But DigiNotar also made some serious mistakes during the summer of 2011. For one, it was running some unpatched software one its web servers, which allowed an intruder to begin burrowing into its maze of partitioned networks in June 2011. On July 10, the intruder successfully issued his first rogue certificate. All told, by the end of the summer, he would go on to issue 531 rogue certificates for domains ranging from aol.com and microsoft.com to mossad.gov.il and cia.gov. (Once you’ve got access to a CA server, issuing rogue certificates for high-value targets like the CIA is no harder than issuing them for sites like AOL.)

It’s still unclear how exactly the intruder managed to bypass all the physical security in place to protect the inner sanctum where certificates were generated, but the investigators’ best guess was that the keycards for a few computers were left permanently in place. If true, it would have largely defeated the purpose of requiring the keycard insertion—not to mention all those sluiced doors and biometrics and PIN codes—in the first place.

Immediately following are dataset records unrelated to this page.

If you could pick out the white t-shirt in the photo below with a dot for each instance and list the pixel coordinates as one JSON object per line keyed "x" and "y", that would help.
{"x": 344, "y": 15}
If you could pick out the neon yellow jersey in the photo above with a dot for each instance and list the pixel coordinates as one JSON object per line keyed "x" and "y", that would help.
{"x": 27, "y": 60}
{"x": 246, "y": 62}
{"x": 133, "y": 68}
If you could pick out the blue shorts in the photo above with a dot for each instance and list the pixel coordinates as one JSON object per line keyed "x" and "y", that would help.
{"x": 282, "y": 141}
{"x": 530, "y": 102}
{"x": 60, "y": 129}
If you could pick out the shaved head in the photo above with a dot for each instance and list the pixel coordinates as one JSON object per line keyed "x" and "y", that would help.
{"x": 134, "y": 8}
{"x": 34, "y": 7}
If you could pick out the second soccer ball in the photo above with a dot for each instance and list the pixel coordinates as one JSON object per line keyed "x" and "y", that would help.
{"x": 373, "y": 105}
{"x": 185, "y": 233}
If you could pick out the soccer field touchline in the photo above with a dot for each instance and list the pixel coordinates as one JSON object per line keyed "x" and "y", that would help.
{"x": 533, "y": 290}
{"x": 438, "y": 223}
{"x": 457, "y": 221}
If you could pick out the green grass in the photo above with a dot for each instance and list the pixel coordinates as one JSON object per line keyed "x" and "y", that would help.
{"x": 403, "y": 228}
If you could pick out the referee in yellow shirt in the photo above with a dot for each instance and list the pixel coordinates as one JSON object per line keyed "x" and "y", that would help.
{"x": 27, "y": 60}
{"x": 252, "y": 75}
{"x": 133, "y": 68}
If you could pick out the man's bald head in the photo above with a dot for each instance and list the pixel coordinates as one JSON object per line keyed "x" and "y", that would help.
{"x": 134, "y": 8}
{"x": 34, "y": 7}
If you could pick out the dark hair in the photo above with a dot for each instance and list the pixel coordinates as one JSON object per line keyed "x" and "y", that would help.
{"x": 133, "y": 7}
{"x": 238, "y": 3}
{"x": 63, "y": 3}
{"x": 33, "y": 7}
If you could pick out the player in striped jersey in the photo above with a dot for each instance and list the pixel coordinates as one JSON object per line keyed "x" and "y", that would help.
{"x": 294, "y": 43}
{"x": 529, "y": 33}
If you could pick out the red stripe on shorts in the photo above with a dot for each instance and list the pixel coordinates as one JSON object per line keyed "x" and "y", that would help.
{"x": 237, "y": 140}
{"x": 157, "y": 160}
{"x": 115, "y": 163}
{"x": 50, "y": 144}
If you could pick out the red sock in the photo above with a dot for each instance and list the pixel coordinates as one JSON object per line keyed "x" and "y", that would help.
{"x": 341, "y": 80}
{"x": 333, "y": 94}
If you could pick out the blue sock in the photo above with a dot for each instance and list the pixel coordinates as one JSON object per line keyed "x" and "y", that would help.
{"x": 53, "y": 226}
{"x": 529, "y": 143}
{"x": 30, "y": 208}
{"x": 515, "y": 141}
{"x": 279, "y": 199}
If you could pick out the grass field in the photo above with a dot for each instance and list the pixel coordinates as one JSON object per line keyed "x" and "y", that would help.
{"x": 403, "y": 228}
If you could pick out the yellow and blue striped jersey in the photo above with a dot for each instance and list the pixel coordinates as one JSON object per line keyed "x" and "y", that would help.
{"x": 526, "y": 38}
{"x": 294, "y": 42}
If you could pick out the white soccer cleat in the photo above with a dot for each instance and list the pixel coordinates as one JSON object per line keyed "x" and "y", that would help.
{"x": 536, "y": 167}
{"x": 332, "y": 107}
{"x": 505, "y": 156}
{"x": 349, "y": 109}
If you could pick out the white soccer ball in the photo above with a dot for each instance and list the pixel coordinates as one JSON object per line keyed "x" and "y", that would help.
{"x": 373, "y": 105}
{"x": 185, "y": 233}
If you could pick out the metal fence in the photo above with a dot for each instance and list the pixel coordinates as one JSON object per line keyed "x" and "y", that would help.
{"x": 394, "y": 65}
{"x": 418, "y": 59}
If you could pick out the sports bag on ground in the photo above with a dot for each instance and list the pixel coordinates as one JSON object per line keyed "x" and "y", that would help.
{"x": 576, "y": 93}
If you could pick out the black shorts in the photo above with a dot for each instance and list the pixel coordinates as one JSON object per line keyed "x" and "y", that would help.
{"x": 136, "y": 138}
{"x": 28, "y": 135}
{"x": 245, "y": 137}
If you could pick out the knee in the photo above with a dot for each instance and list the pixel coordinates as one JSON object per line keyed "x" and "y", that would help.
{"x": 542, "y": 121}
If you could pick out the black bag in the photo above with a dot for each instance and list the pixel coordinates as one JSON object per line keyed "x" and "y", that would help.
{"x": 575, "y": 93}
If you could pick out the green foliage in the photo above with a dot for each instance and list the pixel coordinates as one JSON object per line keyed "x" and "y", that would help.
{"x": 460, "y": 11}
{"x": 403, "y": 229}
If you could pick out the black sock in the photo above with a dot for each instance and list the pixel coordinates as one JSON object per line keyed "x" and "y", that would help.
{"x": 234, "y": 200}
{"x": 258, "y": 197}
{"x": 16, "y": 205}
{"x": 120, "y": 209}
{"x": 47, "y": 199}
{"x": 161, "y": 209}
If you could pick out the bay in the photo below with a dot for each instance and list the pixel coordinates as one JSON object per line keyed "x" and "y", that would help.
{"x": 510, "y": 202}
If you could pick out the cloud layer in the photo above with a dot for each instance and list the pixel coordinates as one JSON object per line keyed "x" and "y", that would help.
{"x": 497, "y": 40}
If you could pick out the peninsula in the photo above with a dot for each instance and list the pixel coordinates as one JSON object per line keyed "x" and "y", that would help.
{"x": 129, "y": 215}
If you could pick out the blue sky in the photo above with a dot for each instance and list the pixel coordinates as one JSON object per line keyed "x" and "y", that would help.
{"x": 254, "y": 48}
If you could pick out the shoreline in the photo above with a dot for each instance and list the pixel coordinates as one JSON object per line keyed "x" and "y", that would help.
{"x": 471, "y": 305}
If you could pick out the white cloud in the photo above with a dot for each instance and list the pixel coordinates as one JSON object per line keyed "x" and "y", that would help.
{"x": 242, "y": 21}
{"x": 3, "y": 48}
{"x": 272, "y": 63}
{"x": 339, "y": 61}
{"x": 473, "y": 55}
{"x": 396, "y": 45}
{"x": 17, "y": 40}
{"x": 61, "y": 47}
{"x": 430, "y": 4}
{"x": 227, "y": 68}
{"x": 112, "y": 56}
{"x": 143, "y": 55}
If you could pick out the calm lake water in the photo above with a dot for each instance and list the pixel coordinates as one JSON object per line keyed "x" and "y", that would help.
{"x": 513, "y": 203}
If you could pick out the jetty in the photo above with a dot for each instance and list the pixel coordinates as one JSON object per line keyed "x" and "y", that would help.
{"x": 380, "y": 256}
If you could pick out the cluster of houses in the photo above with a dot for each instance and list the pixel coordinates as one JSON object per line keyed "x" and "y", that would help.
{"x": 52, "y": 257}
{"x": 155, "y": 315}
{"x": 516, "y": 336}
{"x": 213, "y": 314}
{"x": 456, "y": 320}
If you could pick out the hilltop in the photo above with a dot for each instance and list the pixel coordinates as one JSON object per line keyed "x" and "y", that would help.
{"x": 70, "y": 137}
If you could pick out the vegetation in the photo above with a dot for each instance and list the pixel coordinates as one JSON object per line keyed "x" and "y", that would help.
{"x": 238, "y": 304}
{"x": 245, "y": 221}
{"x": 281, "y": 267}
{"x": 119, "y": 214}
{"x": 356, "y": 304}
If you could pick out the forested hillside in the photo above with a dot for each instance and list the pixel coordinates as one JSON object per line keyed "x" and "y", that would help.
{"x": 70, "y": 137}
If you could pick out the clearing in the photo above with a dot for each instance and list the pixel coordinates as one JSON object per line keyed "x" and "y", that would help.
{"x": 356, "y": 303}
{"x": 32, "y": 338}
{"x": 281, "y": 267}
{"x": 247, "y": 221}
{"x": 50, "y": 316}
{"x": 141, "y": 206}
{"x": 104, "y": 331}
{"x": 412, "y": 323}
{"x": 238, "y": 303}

On July 19, a routine check by DigiNotar revealed that some of the certificates it had ostensibly signed were not listed in the company’s logs—indeed, DigiNotar had no records of ever issuing these certificates. They were promptly revoked, and DigiNotar launched an internal investigation that uncovered still more rogue certificates. But by the end of July, the company believed the problem had been dealt with.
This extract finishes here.